2) In order to speed up the wrapping process, a Bobbin is a very handy tool. In essence, with a vise to hold your hook, you could go old school and simply use your fingers to hold the spools of thread. A bobbin makes handling the thread much easier. You can get in tight and make very fine wraps with good control. The tension of the bobbin can be adjusted to hold the spool loose enough to dangle and smoothly release the thread when wrapping.
Just as important as the Bobbin is the Bobbin threader. The id of a Bobbins tubing is about 1/16”. The fine stainless steel wire loop is the fastest way to feed the thread through the Bobbin tube.
3) On the must have list are Scissors and Bodkins. Nothing can replace a sharp set of scissors. If I were looking to save money somewhere, I wouldn’t look here. Get the highest quality you can find. Very sharp and with a fine point. When you have to discern between a hackle fiber and a matching thread, cutting the right thing it critical; the wrong cut can cause the entire fly to come apart in the blink of an eye.
Bodkins are very useful tools.
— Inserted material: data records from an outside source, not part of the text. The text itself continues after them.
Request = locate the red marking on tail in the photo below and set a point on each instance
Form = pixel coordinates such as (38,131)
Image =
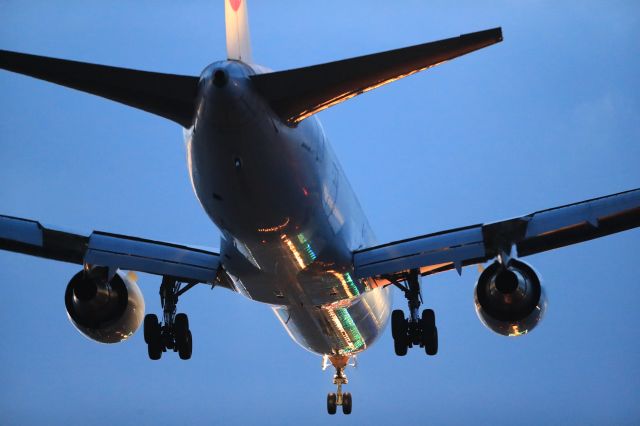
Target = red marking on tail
(235,4)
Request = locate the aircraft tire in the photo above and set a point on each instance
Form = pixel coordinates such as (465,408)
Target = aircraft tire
(400,346)
(186,347)
(398,325)
(429,330)
(331,403)
(150,327)
(346,403)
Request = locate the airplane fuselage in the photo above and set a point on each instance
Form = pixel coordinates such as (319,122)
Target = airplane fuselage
(288,216)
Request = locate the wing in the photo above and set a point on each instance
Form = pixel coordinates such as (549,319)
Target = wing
(183,263)
(530,234)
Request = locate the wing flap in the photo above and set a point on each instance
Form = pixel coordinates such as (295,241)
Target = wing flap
(534,233)
(167,95)
(299,93)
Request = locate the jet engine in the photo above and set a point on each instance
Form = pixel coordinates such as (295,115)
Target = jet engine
(510,300)
(105,310)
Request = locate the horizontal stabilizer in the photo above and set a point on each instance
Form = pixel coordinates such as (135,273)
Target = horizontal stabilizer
(296,94)
(167,95)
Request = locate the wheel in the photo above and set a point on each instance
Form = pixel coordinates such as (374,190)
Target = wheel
(429,331)
(398,325)
(182,335)
(400,346)
(153,336)
(150,327)
(181,326)
(186,348)
(154,350)
(331,403)
(431,346)
(346,403)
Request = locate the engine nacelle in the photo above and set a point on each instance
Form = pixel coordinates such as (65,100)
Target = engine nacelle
(510,301)
(104,311)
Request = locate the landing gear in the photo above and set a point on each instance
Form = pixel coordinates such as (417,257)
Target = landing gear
(415,330)
(174,333)
(339,398)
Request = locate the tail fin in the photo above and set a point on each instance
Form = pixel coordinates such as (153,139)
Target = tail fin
(237,23)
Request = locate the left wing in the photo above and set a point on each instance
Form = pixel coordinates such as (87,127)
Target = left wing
(534,233)
(186,264)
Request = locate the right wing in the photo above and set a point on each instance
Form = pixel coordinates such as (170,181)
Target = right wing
(185,264)
(534,233)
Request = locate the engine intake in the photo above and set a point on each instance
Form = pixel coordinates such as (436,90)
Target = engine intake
(107,311)
(510,300)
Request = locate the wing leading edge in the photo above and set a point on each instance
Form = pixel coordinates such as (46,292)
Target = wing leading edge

They are basically long pins with handles, that allow you get in close, align materials, pick and fluff dubbing, applying small drops of head cement to the finished fly, and clearing the eyes of hooks; inadvertently filled with head cement. Most Bodkins have a hole in the end of the handles that can slip over the eye of most, smaller hook. It’s helpful when you need to secure your work with a quick half hitch or two.
4) Perhaps not in the necessary column, tools such as whip finish tools and hackle pliers are helpful to have close by. While you can secure the knot on a finished fly with a series of half hitches, a whip finish provides a better knot which seats on itself. A better finish knot will lengthen the life of a fly and prevent it from coming untied.
When tying with multiple materials such as ribbings and small hackle, it’s nice to have a small pair of pliers to keep things in place. Clipped to the end of a thin wire or feather it supplies enough weight to keep it hanging in place while being tied in and a handle to continue advancing the material down the fly.
5) A few other tools to have are, a hair stacker, dubbing wax and head cement.
A stacking tool help to line up the tips of materials you tie in as clumps. Keeping the tips of hairs and fibers even creates a more natural presentation, when used for wings and tails and such. Often when a clump of hair or fiber is cut, the length of the materials; are not uniformed. A stacker lines everything up by the tips and can tame the “bad hair day” issue.
Getting fibers, in the form of dubbing, to stick to thread is the biggest challenge you’ll face as a fly tier. Dubbing makes up 85% of all fly patterns. It’s what make flies look buggy, or float or sink. It’s always added to thread, which is spin to the hook. Using dubbing wax aids in sticking the dubbing to the thread.
Head cement is an important final step. Even the best knot has the chance to come untied when on the water. A drop of head cement not only glosses up the head knot, it also gives the wraps and finish knots extra strength
With just these few items, you’ll be ready to begin tying your own flies and jigs.